Bediüzzaman, Şuâlar isimli eserinin bir mektubunda tesanüdü bozulmuş talebelerine şöyle seslenir: “Aziz, sıddık kardeşlerim, sobamın ve Feyzi’lerin ve Sabri ve Hüsrev’in iki su bardakları parça parça olması, dehşetli bir musîbet geldiğini haber vermiştiler. Evet, bizim en kuvvetli nokta-i istinadımız olan hakikî tesanüd ve birbirinin kusuruna bakmamak ve Hüsrev gibi Nur kahramanından –benim yerimde ve Nurun şahs-ı manevisinin çok ehemmiyetli bir mümessili olmasından- hiçbir cihetle gücenmemek elzemdir. Ben kaç gündür dehşetli bir sıkıntı ve me’yusiyet hissettiğimden, “Düşmanlarımız bizi mağlûp edecek bir çare bulmuşlar” diye çok telâş ederdim. Hem sobam, hem hayali aynı hakikat müşahedem doğru haber vermişler. Sakın, sakın, sakın! Çabuk, bu şimdiye kadar demir gibi kuvvetli tesanüdünüzü tamir ediniz. Vallahi bu hadisenin bizim hapse girmemizden daha ziyade Kur’ân ve iman hizmetimize –hususan bu sırada- zarar vermek ihtimali kavidir.”

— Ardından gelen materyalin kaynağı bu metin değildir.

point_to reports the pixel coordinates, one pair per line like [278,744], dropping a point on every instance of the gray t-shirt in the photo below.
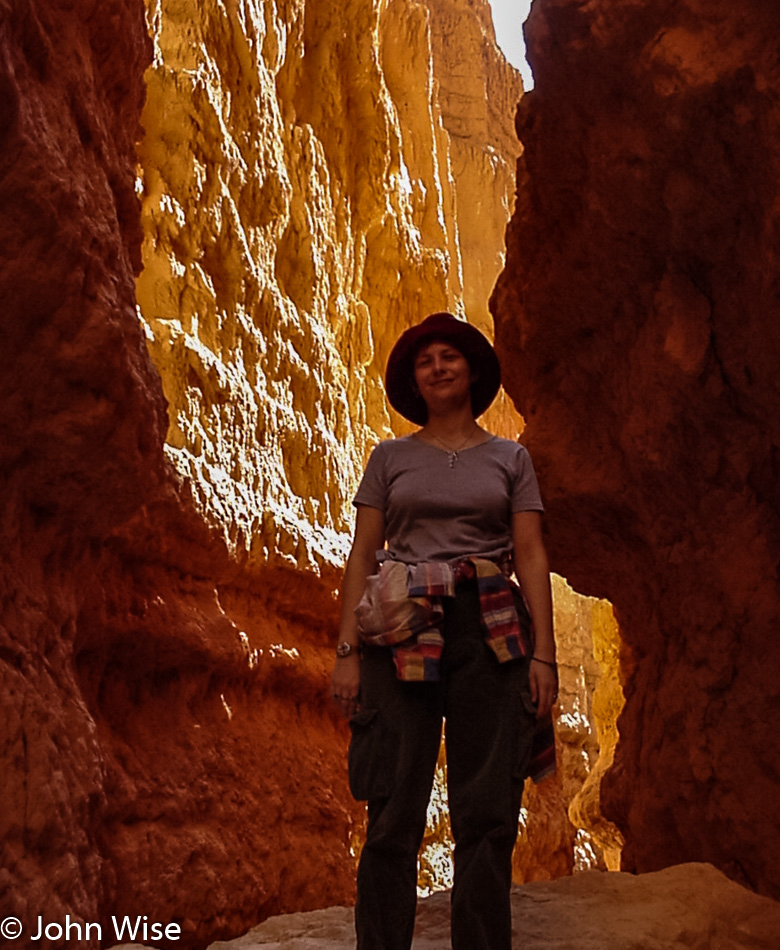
[437,512]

Risale-i Nurlar, hizmet-i iman ve Kur’ân hatırına nefsin heva ve hevesini terk etmek ve kardeşlerle omuz omuza olmak, kenetlenmek bir vazifedir. Nefsin değil, kudsî dâvâ- nın hatırına adım atmak, adım atmayı kolaylaştırdığı gibi ibadetleştirir de.
Bir’in binler kuvvetinde netice vermesi, tesanüd-ü hakikî iledir. Yoksa bozuk, dağılmış bir tesanüdle binler bir hükmüne düşer. Vebal de ağırlaşır.